Putatively identified GST genes in E. superba.

Contig ID	Length (bp)	No of reads	Putative assignment	Closest match
02590*	1069	45	delta	A9QUN5: Blattella germanica (German cockroach) 7e⁻³⁸
03298	1065	16	omega	B0VZ90: Culex quinquifasciatis (Southern house mosquito) 2.6e-⁴⁷. 5′ end missing
07558*	976	14	omega	D1MAK0: Anopheles cracens (mosquito) 2.4e⁻⁴⁴
08955*	950	22	sigma	O18598: Blattella germanica (German cockroach) 3.1e⁻¹⁷
06543*	848	88	mu	C3KHT9: Anoplopoma fimbria (sable fish) 9.2e⁻⁶⁵
10471*	820	19	mu	B8JIS5: Danio rerio (zebrafish) 4.7^e-66
04853	627	19	sigma	C3V9U8: Chironomus tetans (midge) 3.1e⁻¹⁴. Mid portion of gene.
03844	603	93	mu	Q0GZP5: Cyprinus carpio (common carp) 2.5e⁻⁵⁶. Partial 5′ end.
08403	531	4	theta	Q5PY76: Aedes aegypti (yellow fever mosquito) 7.0e⁻³³. Partial 5′ end.
08776	417	7	mu	B8J188: Danio rerio (zebrafish) 2.5e-³⁵. Partial 5′ end.
Fragments less than 400bp			20423 (400, 6); 09683 (268, 4); 12330 (263, 2); 03758 (243, 8); 10951 (243, 13); 20077 (153, 9)

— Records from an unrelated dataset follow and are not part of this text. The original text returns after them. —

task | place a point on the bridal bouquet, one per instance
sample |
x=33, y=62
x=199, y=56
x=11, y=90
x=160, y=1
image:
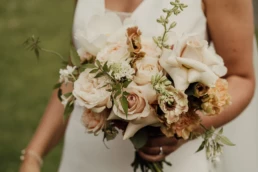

Only contigs with reads above 400bp in length are annotated. * denotes full length sequences.

Only contigs with reads above 400bp in length are annotated. * denotes full length sequences. Surveying the potential functionality of these proteins in E. superba, there are potential clues from the Insecta. The sigma class in mammals function as prostaglandin synthases, but in Drosophila, these have been shown to be primarily active in the detoxification of oxidative damage [108]. Also the Drosophila delta GSTs are involved in combating oxidative stress and metabolism of endogenously formed lipid peroxidation products [109]. It will be interesting to further characterise the function of these sequences in E. superba in the light of lipids as a major energy store for Antarctic marine species and the enhanced levels of dissolved oxygen and the potential for increased ROS damage in Southern Ocean species.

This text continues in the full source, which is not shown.